Although Obama acknowledges the immense evil spurred by ideas about God, he presents God as the source of our ability to find our shared humanity and to abandon unjust wars. Atheists can stew off in a corner somewhere, apparently.

"It is the ultimate Grinch to suggest there is no God during a holiday where millions of people around the world celebrate the birth of Jesus Christ."

Said Mathew D. Staver, of Liberty University School of Law, reacting to the Freedom From Religion Foundation's "No god? ... No problem!" ads.

I like the way Staver blithely invokes a mythical character as he asserts that God is not a mythical character.

"Why treat racial diversity as more important than other forms of diversity at a place like the Supreme Court?"

Conor Clarke tries to restate a question I asked. My question was:
If a diverse array of justices is desirable, should we not be concerned that if you are confirmed, six out of the nine justices will be Roman Catholics, or is it somehow wrong to start paying attention to the extreme overrepresentation of Catholicism on the court at the moment when we have our first Hispanic nominee?
I think religious diversity is particularly important, because it has more to do with the individual's mind. It's part of one's thinking, and legal analysis is thinking. Race and ethnicity might have an effect on your thinking — in that it may involve various personal experiences and feelings of identification — but it is not a characteristic that you have by deciding to have it or by believing you have it. Religion is different.

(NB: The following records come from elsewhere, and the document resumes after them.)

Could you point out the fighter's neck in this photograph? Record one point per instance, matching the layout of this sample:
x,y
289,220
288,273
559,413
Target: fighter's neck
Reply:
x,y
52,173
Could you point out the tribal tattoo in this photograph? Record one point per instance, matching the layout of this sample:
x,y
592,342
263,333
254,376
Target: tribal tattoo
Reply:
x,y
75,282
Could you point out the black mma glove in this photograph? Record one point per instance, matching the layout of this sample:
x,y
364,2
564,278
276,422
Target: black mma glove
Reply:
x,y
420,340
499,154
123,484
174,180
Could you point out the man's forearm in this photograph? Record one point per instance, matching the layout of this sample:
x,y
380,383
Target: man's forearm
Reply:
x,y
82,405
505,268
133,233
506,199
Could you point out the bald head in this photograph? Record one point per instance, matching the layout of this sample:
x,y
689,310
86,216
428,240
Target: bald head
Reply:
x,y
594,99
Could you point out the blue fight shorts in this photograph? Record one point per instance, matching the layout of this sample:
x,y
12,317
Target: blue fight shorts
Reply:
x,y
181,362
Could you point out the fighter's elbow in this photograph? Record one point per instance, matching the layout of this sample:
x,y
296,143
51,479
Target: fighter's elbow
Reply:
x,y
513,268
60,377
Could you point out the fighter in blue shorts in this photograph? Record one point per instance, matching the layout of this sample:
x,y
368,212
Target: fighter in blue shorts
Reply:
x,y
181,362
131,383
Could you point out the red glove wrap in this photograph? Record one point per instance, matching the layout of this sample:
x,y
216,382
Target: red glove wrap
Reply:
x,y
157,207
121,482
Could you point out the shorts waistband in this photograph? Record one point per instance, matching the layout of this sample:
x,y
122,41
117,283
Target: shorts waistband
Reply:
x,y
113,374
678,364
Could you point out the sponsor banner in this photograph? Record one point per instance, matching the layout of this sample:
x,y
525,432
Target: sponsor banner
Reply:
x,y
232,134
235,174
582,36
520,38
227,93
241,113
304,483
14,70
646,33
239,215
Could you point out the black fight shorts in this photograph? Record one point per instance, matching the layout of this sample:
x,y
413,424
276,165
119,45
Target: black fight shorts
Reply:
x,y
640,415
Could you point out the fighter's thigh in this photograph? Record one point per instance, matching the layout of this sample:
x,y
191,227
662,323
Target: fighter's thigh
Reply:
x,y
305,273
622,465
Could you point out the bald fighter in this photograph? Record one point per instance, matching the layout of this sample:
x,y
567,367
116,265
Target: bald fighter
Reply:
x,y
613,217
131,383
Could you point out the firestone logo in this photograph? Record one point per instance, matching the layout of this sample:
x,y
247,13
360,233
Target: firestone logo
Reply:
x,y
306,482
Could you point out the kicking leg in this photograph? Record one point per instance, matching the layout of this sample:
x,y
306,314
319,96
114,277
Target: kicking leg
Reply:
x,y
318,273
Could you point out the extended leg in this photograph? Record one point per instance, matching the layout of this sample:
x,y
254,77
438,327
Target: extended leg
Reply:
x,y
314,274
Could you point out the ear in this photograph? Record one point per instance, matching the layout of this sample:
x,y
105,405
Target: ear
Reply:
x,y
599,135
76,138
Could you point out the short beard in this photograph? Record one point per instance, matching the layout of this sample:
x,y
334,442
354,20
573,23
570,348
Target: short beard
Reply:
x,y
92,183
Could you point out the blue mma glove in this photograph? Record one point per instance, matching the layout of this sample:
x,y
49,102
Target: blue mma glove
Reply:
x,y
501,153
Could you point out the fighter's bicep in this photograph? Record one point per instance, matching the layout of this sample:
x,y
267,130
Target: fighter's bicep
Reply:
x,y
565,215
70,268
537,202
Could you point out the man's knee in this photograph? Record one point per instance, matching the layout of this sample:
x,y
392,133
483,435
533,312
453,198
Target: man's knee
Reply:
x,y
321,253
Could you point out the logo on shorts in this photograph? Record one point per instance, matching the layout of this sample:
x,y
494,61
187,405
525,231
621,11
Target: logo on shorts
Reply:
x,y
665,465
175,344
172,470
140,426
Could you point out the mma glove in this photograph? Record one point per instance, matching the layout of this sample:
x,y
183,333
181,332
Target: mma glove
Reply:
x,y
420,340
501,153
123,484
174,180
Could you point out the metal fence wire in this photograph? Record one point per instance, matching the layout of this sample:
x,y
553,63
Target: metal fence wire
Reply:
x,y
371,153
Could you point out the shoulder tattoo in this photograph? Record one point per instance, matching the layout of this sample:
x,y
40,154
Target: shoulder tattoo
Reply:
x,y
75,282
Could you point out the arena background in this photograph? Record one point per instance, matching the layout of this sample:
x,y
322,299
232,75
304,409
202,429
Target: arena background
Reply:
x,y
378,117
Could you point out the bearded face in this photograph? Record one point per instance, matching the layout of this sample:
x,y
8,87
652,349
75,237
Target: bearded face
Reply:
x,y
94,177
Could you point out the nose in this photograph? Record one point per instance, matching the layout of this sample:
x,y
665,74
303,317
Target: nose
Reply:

Strangely, though, we are circumspect on the subject of religion. A lot of people seem to think it's wrong to talk about the number of Catholics on the Court, or to state simple facts like: Once Sotomayor is confirmed, there will be 6 Catholics, 2 Jews, and 1 Protestant on the Court. Perhaps this is because it is a quality of mind, internal to the individual. That makes it seem like a private matter. And who knows whether a given individual remains devout in the religion of his or her childhood.

Is it rude to ask? Is atheism still a secret? Why not be open about it, especially when we are inspecting a Supreme Court nominee? This is a mind that is going to be imposing its thoughts on us, probably for decades.